Nancy met the love of her life, Paul F. Glenn, when a copy of the Wall Street Journal was delivered to Nancy’s School House Road home. Paul Glenn lived at the same street number on East Valley Road. As this continued to happen Nancy finally hand-delivered the papers to Paul’s residence. By the end of that first conversation Paul had asked her out on a date. Thus began over thirty-five years of adventures together.
Paul and Nancy were inseparable until Paul passed away in 2020. Initially, they lived half of the year together in Arizona and half the year in California, eventually settling full-time in their family home on Lilac Drive in Montecito. They spent many hours working, planning and enjoying the extensive gardens, thereby establishing one of the premier cycad collections in the region.
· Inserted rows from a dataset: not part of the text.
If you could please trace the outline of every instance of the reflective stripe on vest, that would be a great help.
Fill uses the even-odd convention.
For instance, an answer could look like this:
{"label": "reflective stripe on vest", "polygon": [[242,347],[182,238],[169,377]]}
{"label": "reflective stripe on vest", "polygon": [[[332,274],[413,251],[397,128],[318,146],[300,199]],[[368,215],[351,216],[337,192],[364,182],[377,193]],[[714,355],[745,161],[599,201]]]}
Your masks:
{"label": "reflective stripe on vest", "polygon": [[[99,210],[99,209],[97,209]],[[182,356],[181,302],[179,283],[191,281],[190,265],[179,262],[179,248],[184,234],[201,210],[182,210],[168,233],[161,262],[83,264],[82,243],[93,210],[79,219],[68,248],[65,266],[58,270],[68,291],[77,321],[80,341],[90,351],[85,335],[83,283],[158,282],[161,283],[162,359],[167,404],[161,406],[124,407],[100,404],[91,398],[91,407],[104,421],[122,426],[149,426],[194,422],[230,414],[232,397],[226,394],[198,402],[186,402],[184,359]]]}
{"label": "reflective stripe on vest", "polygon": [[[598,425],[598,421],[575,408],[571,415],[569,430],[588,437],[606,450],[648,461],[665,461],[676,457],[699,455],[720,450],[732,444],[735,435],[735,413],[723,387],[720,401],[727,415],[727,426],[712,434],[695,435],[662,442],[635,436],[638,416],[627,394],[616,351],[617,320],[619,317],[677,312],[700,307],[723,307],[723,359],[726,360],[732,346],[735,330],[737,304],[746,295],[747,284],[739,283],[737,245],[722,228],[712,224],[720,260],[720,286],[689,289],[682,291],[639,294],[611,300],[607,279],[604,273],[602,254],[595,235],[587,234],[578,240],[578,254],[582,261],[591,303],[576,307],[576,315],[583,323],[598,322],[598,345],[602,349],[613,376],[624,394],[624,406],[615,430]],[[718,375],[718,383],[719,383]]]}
The Lilac house and gardens were the center of family gatherings, weddings, holidays and time spent enjoying the children and grandchildren. The family remembers Paul and Nancy’s love for each other. Many an afternoon Nancy and Paul could be seen waltzing together in the kitchen, or walking the property grounds and the neighborhood. Their Lilac Drive home was a beautiful venue for the numerous fundraisers and events they hosted for the local non-profit organizations Nancy was involved in. During their years together, until his death, Nancy fully supported Paul’s work on his foundation, the Glenn Foundation for Medical Research, which included traveling with Paul to visit institutions where his foundation funded research at USC, Stanford, Princeton, Harvard, the Mayo Clinic and others, and hosting visiting scientists and researchers at their Montecito home.
Nancy had a tremendous impact on the local community and the larger world through her work on the boards of Girls Inc. of Santa Barbara, Planned Parenthood of Santa Barbara and Direct Relief. CNBC recently chose Direct Relief as number one among “the top ten charities changing the world”. During her tenure, both serving on the board and as the board president at Direct Relief, Nancy was instrumental in ensuring the organization’s success as it became a world renown non-profit. Her work included assisting in the purchase of the warehouse property in Goleta and the hiring of current president and CEO, Thomas Tighe.
Nancy is survived by all nine of her children; Anne Moore, Joe Atwill, Christine Atwill, Tom Atwill, Frank Atwill, Teresa Atwill, Allison Craig Atwill, Anastasia Atwill, Constance Atwill, her grandchildren; Ezra Atwill, Michael Atwill, Beth Moore Reye, Katherine Atwill, Allison Atwill, Isabel Lane, and Kelly Chadwick, her great grandchildren; Colin, Brigit, and Annamarie Reye and predeceased by grandson, Zachariah Reye.
We want to thank the staff at Casa Dorinda medical center and Nancy’s private caregiver, Franny V., for their dedicated, generous and loving care during the last years of her life. We are encouraging people to donate to Direct Relief in her memory. Nancy would appreciate that final gesture as a way of continuing, in a gentle way, to shake the world.